We need timewise data and we need timewise first-hand accounts. To adapt the wisdom of Philip Warren Anderson, we may know how a shrinking wetland may exacerbate the intensity of the next flood, but we cannot ever derive from this relationship knowledge of the specific ways in which people, and then the country, suffer, diminish and fade away.
The persistence of these two myopias also feeds the bane of incrementalism. By definition, incremental events occur orders of magnitude more often than significant events (so to speak), so it is more efficient to evolve to monitor and record the former.
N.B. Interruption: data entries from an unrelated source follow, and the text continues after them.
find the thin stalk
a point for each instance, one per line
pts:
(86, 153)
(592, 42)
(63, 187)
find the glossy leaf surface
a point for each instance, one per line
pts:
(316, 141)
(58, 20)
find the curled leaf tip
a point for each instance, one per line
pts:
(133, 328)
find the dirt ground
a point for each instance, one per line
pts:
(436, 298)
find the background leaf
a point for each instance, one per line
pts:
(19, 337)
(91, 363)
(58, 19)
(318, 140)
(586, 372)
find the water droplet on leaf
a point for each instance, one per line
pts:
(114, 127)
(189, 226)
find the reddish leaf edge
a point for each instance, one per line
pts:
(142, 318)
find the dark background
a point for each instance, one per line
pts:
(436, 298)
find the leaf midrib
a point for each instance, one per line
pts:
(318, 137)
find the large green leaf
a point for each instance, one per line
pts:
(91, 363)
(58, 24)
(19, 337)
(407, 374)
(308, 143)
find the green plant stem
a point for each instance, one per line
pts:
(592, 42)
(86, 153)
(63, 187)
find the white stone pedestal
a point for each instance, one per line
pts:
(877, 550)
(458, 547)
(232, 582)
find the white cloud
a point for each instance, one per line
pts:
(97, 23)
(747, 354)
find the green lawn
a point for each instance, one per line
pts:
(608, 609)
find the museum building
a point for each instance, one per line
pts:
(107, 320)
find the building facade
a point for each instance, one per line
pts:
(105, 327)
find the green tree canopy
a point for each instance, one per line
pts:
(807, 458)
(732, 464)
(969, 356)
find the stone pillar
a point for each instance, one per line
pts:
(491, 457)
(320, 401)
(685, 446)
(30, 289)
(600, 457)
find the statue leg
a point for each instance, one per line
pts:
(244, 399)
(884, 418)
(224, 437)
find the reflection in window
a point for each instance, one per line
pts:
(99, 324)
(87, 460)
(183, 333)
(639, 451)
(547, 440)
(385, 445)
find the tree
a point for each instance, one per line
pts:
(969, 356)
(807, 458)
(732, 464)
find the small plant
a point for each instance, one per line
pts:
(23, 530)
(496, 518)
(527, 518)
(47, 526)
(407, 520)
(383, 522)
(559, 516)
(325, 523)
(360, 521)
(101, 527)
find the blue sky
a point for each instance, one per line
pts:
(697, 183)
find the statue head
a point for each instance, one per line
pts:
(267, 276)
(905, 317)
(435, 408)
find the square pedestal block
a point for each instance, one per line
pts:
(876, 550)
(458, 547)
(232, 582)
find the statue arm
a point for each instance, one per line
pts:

This applies as much to our memories as it does to the economics of newsrooms. We tend to get caught up in the day-to-day and are capable within weeks of forgetting something that happened last year; unscrupulous politicians play to this gallery by lying through their teeth about something happening when it didn’t (or vice versa), offending the memories of all those who have died because of a storm or a flood and yet others who survive but on the brink of tragedy. On the other hand, newsrooms are staffed with more journalists attuned to the small details but not implicitly able to piece all of them together into the politically and economically inconvenient big picture (there are exceptions, of course).
I am not sure when we entered the crisis period of climate change but in mid-2022, it is a trivial fact that we are in the thick of it – the thick of a beast that assails us both in space and through time. In response, we must change the way we cognise disasters. The Assam floods are ongoing – and so are the Kosi, the Sabarmati and the Cauvery floods. We just haven’t seen the waters go wild yet.